Zaher Moamen, Ghoneim Amr S, Abdelhamid Laila, Atia Ayman
Faculty of Computer Science, October University for Modern Sciences and Arts (MSA), Egypt; Human-Computer Interaction (HCI-LAB), Faculty of Computing and Artificial Intelligence, Helwan University, Egypt.
Computer Science Department, Faculty of Computing and Artificial Intelligence, Helwan University, Egypt.
Comput Biol Med. 2025 Jan;184:109399. doi: 10.1016/j.compbiomed.2024.109399. Epub 2024 Nov 27.
Physical rehabilitation plays a critical role in enhancing health outcomes globally. However, the shortage of physiotherapists, particularly in developing countries where the ratio is approximately ten physiotherapists per million people, poses a significant challenge to effective rehabilitation services. The existing literature on rehabilitation often falls short in data representation and the employment of diverse modalities, limiting the potential for advanced therapeutic interventions. To address this gap, This study integrates Computer Vision and Human Activity Recognition (HAR) technologies to support home-based rehabilitation. The study mitigates this gap by exploring various modalities and proposing a framework for data representation. We introduce a novel framework that leverages both Continuous Wavelet Transform (CWT) and Mel-Frequency Cepstral Coefficients (MFCC) for skeletal data representation. CWT is particularly valuable for capturing the time-frequency characteristics of dynamic movements involved in rehabilitation exercises, enabling a comprehensive depiction of both temporal and spectral features. This dual capability is crucial for accurately modelling the complex and variable nature of rehabilitation exercises. In our analysis, we evaluate 20 CNN-based models and one Vision Transformer (ViT) model. Additionally, we propose 12 hybrid architectures that combine CNN-based models with ViT in bi-model and tri-model configurations. These models are rigorously tested on the UI-PRMD and KIMORE benchmark datasets using key evaluation metrics, including accuracy, precision, recall, and F1-score, with 5-fold cross-validation. Our evaluation also considers real-time performance, model size, and efficiency on low-power devices, emphasising practical applicability. The proposed fused tri-model architectures outperform both single-architectures and bi-model configurations, demonstrating robust performance across both datasets and making the fused models the preferred choice for rehabilitation tasks. Our proposed hybrid model, DenMobVit, consistently surpasses state-of-the-art methods, achieving accuracy improvements of 2.9% and 1.97% on the UI-PRMD and KIMORE datasets, respectively. These findings highlight the effectiveness of our approach in advancing rehabilitation technologies and bridging the gap in physiotherapy services.
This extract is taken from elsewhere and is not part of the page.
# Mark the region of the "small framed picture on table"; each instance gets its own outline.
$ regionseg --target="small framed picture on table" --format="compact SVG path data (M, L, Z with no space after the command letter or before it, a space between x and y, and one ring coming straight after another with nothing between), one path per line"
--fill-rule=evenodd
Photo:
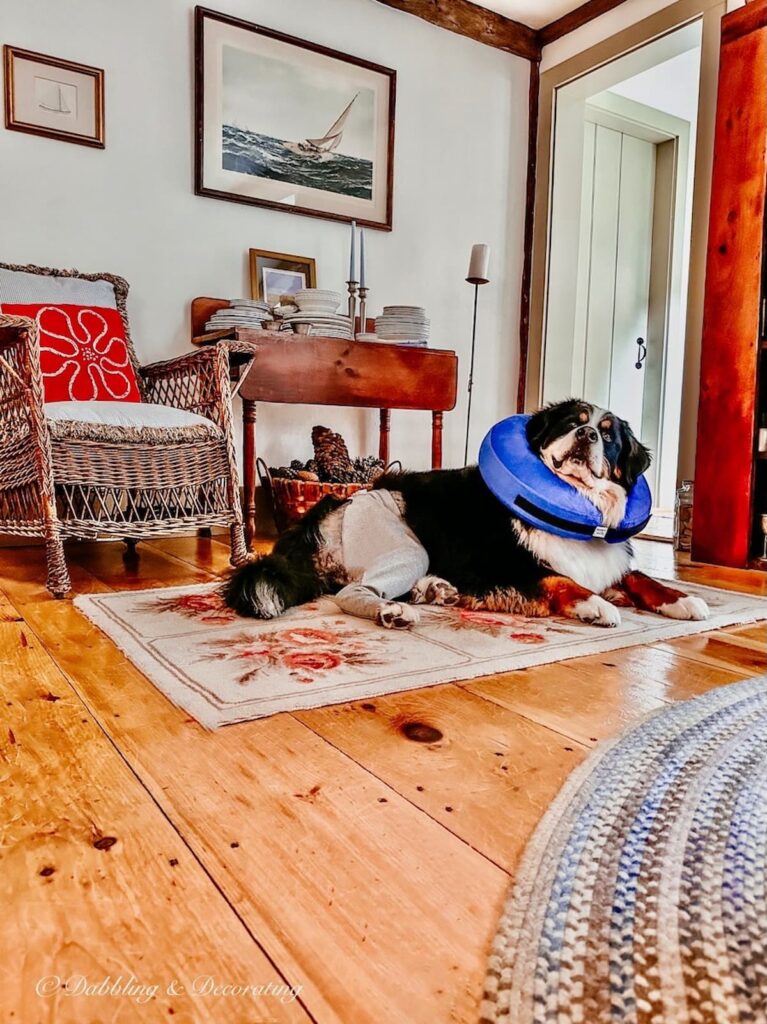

物理康复在全球改善健康结果方面发挥着关键作用。然而,物理治疗师短缺,尤其是在发展中国家,那里每百万人口中约有十名物理治疗师,这对有效的康复服务构成了重大挑战。现有关于康复的文献在数据呈现和多种模式的应用方面往往存在不足,限制了先进治疗干预的潜力。为了弥补这一差距,本研究整合了计算机视觉和人类活动识别(HAR)技术来支持居家康复。该研究通过探索各种模式并提出数据呈现框架来缩小这一差距。我们引入了一种新颖的框架,该框架利用连续小波变换(CWT)和梅尔频率倒谱系数(MFCC)来进行骨骼数据呈现。CWT对于捕捉康复锻炼中动态运动的时频特征特别有价值,能够全面描绘时间和频谱特征。这种双重能力对于准确模拟康复锻炼的复杂多变性质至关重要。在我们的分析中,我们评估了20个基于卷积神经网络(CNN)的模型和一个视觉Transformer(ViT)模型。此外,我们提出了12种混合架构,这些架构在双模型和三模型配置中将基于CNN的模型与ViT相结合。这些模型在UI-PRMD和KIMORE基准数据集上使用关键评估指标(包括准确率、精确率、召回率和F1分数)进行了严格测试,并采用了5折交叉验证。我们的评估还考虑了实时性能、模型大小以及在低功耗设备上的效率,强调实际适用性。所提出的融合三模型架构优于单模型和双模型配置,在两个数据集上都表现出强大的性能,使融合模型成为康复任务的首选。我们提出的混合模型DenMobVit始终超越现有最先进的方法,在UI-PRMD和KIMORE数据集上分别实现了2.9%和1.97%的准确率提升。这些发现突出了我们的方法在推进康复技术和弥合物理治疗服务差距方面的有效性。